Она включила свет на кухне, где на белом кухонном шкафу в белом керамическом тазу разрослась алоэ. Обошла стол, на котором была половину засохшего батона дополняла неумело вскрытая банка рыбных консервов, и со стоном облегчения повалилась на стул, поставленный спинкой к стене. Тут же поднялась и убрала со стола, вымыв под раковиной консервную банку, которую поставила на подкрылок газовой плиты — горелые спички бросать.
— Цивилизация, да? Мне б такую квартирку. Ничего больше в этой жизни не хочу.
— А эта чья?
— Эта одних тут… долго объяснять. В общем, доверили мне ключи. Присматривать, чтоб не обокрали. Цветы поливать. А сами на юге отдыхают. Богатые люди.
— Ничего, — утешил я Эльзу, — будет и у тебя такая.
— Откуда?
— Государство даст.
— К пенсии, может и даст. Только взамен всю жизнь сначала отберет. А тогда мне зачем? Внуков няньчить? Нет, мне б мою жилплощадь сейчас. Сейчас бы дали, я б в рассрочку ее хоть по гроб жизни отрабатывала с моим бы удовольствием, — так нет… мыкайся по углам. Алеша? — Я оторвался от виноватого созерцания ее рук, небольших таких крепких девичьих рук со следами ожогов, с облупившимся маникюром на ногтях и золотым обручальным кольцом на положенном пальце… — Чего скучаешь, давай поиграемся! Я почувствовал, что краснею.
— Во что?
Насмешливо она сказала:
— В папу с мамой. В чего ты с девчонками играл, когда был маленький.
— Я не играл.
— Оно и видно, — как бы с сожалением бросила она. — Нет, серьезно? Давай поиграем, как будто все это наше. Квартира, и все тут. Твое и мое.
— А мы кто?
— Как кто? Не полюбовники ж. Муж с женой, по закону.
— Давай. Только ты, — показал я глазами, — кольцо сними.

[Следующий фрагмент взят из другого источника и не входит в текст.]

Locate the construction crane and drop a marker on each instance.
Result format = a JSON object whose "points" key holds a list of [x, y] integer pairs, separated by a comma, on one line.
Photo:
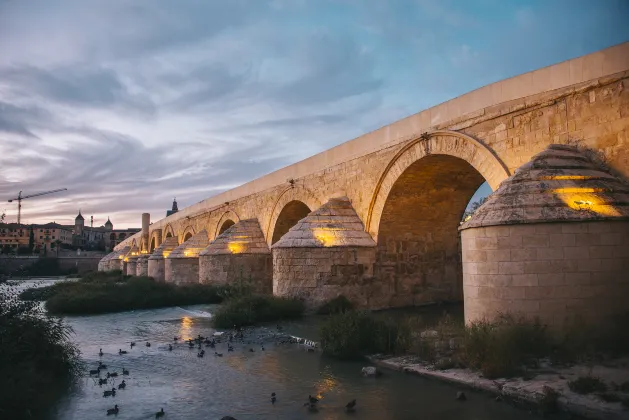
{"points": [[19, 199]]}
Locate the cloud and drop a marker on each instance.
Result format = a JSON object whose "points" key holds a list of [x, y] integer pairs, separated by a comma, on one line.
{"points": [[128, 104]]}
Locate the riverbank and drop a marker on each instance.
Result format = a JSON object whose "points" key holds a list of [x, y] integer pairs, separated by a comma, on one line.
{"points": [[533, 389]]}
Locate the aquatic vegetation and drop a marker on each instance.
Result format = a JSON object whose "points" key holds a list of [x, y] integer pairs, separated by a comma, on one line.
{"points": [[37, 360], [250, 310], [354, 334], [336, 305]]}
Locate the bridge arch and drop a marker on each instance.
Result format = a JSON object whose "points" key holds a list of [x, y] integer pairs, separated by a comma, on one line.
{"points": [[229, 218], [416, 210], [188, 233], [293, 204], [442, 142], [168, 232]]}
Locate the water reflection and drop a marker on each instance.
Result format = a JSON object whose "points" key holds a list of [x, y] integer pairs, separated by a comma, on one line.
{"points": [[241, 382]]}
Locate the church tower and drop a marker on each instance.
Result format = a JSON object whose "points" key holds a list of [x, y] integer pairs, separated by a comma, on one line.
{"points": [[79, 224]]}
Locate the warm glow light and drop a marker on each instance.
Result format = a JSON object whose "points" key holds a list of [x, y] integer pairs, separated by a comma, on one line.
{"points": [[236, 247], [565, 177], [585, 199], [186, 326]]}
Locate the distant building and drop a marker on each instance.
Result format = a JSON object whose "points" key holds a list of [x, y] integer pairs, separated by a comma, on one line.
{"points": [[103, 237], [174, 210]]}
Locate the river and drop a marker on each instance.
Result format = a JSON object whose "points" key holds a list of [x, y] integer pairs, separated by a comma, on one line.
{"points": [[241, 382]]}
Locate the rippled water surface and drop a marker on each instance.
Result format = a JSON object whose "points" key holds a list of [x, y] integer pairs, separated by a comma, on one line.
{"points": [[240, 383]]}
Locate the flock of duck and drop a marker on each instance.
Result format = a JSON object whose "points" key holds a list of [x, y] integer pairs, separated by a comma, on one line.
{"points": [[199, 342]]}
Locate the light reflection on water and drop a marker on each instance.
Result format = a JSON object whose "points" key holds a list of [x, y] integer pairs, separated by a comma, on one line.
{"points": [[240, 383]]}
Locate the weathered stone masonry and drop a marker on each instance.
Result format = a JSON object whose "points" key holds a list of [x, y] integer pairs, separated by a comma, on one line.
{"points": [[409, 182]]}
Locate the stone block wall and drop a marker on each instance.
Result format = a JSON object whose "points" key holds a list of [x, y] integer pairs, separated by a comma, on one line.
{"points": [[131, 266], [320, 274], [550, 270], [141, 268], [156, 269], [253, 269], [181, 270]]}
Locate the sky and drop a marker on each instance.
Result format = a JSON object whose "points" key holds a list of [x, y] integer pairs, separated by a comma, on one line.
{"points": [[129, 103]]}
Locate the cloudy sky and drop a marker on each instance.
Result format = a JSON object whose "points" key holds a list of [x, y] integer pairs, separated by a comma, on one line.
{"points": [[128, 103]]}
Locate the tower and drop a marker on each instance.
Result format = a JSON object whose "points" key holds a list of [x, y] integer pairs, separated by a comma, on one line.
{"points": [[79, 224], [174, 210]]}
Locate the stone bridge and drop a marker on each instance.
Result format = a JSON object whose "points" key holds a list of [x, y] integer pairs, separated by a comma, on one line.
{"points": [[378, 218]]}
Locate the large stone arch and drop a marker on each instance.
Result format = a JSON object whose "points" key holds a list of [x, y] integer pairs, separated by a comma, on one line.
{"points": [[227, 219], [169, 231], [442, 142], [186, 234], [300, 194]]}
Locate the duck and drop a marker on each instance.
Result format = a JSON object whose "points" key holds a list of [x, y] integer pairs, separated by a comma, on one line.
{"points": [[111, 393], [350, 405]]}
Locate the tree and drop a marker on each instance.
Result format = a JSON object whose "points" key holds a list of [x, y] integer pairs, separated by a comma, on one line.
{"points": [[31, 239], [472, 208]]}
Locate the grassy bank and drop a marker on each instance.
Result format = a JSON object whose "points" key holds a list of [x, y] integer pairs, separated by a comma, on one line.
{"points": [[37, 361], [250, 310], [112, 292]]}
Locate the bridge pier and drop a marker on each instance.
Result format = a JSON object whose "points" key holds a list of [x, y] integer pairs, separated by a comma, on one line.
{"points": [[326, 254], [141, 268], [182, 265], [552, 242], [240, 255], [156, 262]]}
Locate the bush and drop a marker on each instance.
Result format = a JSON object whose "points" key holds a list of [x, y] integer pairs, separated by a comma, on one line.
{"points": [[587, 385], [334, 306], [249, 310], [100, 294], [500, 348], [38, 362], [353, 334]]}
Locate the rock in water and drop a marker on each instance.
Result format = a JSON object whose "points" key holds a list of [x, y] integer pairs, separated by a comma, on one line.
{"points": [[370, 371]]}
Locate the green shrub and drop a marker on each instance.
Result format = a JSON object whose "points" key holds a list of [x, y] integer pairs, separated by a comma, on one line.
{"points": [[37, 360], [99, 294], [501, 347], [249, 310], [354, 334], [587, 385], [335, 306]]}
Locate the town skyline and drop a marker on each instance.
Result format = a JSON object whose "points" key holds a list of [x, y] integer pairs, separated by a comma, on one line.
{"points": [[195, 99]]}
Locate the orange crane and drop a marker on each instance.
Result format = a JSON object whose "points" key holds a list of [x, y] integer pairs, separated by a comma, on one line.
{"points": [[19, 199]]}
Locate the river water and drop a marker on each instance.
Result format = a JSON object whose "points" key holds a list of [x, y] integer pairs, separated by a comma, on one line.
{"points": [[241, 382]]}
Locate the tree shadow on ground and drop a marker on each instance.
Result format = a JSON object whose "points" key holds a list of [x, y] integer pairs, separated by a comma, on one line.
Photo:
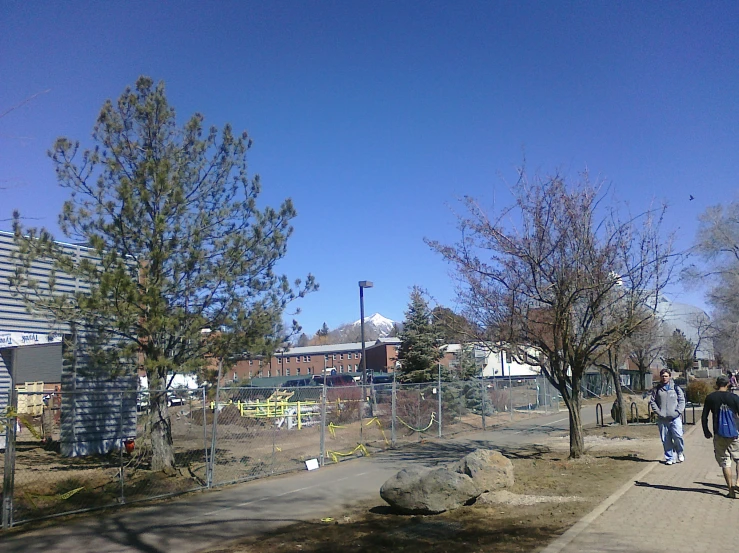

— Не все ли равно? — Она сняла кольцо. — Золотое, между прочим. — Положила на стол. — Некоторые придают этому значение, я нет. У нас из КБ один женатик глаз положил на одну стерву из ОТК. Незамужняя она. Уж так он ее обхаживал-обихаживал. А сам кольцо носит. Ладно, та ему говорит, дам разок. Но если ты меня вот этим кольцом, значит… Понимаешь? Ну, чтоб с пальца переснял на причинное место. Этим она, значит, отомстить жене того хотела, что та мужняя жена, а она так. Есть же такие стервы, да?
— А тот?
— Надел. Я взглянул на ее кольцо, оценивая диаметр. — Не может быть.
— Было ж.
— Как же он ухитрился?
— Откуда я знаю? Инженер он, — с некоторым пренебрежением пояснила Эльза. — Как-то протащил. В спокойном состоянии, думаю. Ну а потом возбудился. Обратно не снять. Та уже в «неотложку» звонит, а ей отвечают: «Слесаря вызывайте. Из Бюро добрых услуг». И смех, и грех. Спасли, короче, но позор, конечно. И кольцо пропало.
— А жена?
— Что?
— Жена его бросила?
— Почему? Живут.
— Абсурд! — сказал я. — Все эти наши браки одно вранье и бессмыслица.
— Что вранье, то да, а насчет бессмыслицы… Жить-то надо. Попробуй на одну зарплату выжить. На две и то… еле-еле, знаешь.